Report for ECCV DIRA Data Challenge

Introduction

Illustrations, drawings, technical diagrams and diagrams can help people quickly understand difficult concepts. This kind of visual information is very popular in our daily life. However, there are many challenges in processing such visual data. As shown in Fig 1., these images are similar as hand-drawn sketches, without background or other contextual information. These images are often presented in several different viewpoints, which increases the difficulty of image retrieval. This challenge requires participants to extract robust image representations from DeepPatent[1] dataset for abstract diagram retrieval. Given a query image, participants were required to retrieve images that belong to the same patent or representing similar objects.

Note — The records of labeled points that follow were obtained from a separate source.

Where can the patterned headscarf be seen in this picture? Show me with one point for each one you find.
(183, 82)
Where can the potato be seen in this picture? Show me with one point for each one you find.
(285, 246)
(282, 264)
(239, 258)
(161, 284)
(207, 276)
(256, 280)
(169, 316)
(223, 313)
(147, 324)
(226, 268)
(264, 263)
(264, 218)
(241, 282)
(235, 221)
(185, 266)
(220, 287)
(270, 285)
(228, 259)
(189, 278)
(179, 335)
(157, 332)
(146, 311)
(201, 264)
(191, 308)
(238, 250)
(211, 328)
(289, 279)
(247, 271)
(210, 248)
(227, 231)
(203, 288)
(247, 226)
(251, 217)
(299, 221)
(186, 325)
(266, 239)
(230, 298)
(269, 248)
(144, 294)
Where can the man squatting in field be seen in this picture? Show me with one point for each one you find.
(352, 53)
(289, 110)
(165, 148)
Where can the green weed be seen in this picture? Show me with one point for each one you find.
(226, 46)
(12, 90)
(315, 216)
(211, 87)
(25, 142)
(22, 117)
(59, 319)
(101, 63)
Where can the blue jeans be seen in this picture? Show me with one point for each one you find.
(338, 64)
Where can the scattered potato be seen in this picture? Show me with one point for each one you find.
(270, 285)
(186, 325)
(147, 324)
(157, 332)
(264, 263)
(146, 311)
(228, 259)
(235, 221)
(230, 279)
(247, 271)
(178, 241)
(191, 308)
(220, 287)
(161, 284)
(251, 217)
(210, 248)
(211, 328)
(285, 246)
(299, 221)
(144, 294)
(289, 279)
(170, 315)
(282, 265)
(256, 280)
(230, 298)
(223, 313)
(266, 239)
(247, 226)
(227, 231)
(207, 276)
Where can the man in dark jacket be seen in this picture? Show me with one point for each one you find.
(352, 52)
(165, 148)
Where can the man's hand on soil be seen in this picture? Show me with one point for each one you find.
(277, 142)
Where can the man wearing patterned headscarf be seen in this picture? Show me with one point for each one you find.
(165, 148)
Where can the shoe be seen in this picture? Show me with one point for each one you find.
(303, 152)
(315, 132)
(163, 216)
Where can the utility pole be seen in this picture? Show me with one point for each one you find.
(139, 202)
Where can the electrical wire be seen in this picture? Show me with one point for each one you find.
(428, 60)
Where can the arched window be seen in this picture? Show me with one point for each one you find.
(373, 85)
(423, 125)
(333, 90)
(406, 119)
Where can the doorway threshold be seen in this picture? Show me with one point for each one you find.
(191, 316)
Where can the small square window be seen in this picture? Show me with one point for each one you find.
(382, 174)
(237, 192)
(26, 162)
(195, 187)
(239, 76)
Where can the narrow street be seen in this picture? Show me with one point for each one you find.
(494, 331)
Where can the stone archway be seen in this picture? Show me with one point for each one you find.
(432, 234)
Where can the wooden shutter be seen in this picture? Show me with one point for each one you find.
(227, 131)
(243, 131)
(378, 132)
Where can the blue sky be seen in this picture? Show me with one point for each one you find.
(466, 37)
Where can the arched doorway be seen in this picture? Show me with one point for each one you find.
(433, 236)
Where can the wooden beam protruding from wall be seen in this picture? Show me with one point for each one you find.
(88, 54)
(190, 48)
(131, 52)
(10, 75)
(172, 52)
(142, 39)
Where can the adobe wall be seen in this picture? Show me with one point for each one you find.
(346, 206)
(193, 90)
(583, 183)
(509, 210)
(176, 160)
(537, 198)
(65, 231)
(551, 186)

We found the patent retrieval task very similar to person re-identification task. Therefore, we design a framework for patent retrieval based on person Re-ID methods. The rest of our report is organized as follows: In Section 2, we describe our approach, including the overview, data augmentation, backbone network, loss function, post-processing, training details and dataset usage; In Section 3, we describe our code guidance.

Fig 1.

Method

Overview

The framework of our method is shown in Fig 2.

Fig 2.

Data Augmentation

We applied autoaugment method[1], which can search appropriate composed augmentation including flip, rotate, bright/color change,etc. Random Erasing is also utilize to avoid model overfitting.

Backbone Network

We adopt ResNet101[2] as our backbone. IBN-Net[3] and Non-local[4] modules are added to ResNet101 to get more robust features. Both modules are used to help model to learn a better universal image representations. The input image size is set to 256 in the first stage and 384 in the second stage. A BN layer and Generalized Mean Pooling (GEM) are applied at the end of backbone network to extract retrieval features. Finally, a classifier layer is used to output the probability of different IDs.

Testing

In the test phase, the test images are resized to 384×384 resolution and inputted into the model to get feature representation. We first calculate the Euclidean distance between the query and gallery features. Then Query expansion(QE) is used for post-processing. Given a query image and its top k similar gallery images. The new query feature is constructed by averaging the verified gallery features and the query feature. The new query feature is used for following image retrieve to boost performance.

Loss Functions

In the training phase, circle loss[5] and soft-margin triplet loss[6] are utilized for metric learning task.

Training

We divide our training procedure into two stages . In the first stage, we train our network on 224×224 images for the first 70 epochs. and then finetune the network at 384×384 resolution for 50 epochs. The learning rate in stage 1 is set to 0.000035 initially and gradually increased to 0.00035 during the 2k iteration by linear warm up. Then the learning rate starts from 0.00035 and decays to $7.7 \times 10^{-7}$ by cosine rule after 9k iterations. The learning rate in stage 2 is set to 0.000035 initially and decays to $7.7 \times 10^{-7}$ by cosine rule. Random Erasing probability is set to 0.5. The optimizer is Adam. The weight decay is 0.0005. Each min-batch includes 64 images, which includes 16 objects and 4 images per object.

Dataset

We only used the DeepPatent dataset for training and validation.

Reference

[1] Kucer M, Oyen D, Castorena J, et al. DeepPatent: Large scale patent drawing recognition and retrieval[C]//Proceedings of the IEEE/CVF Winter Conference on Applications of Computer Vision. 2022: 2309-2318.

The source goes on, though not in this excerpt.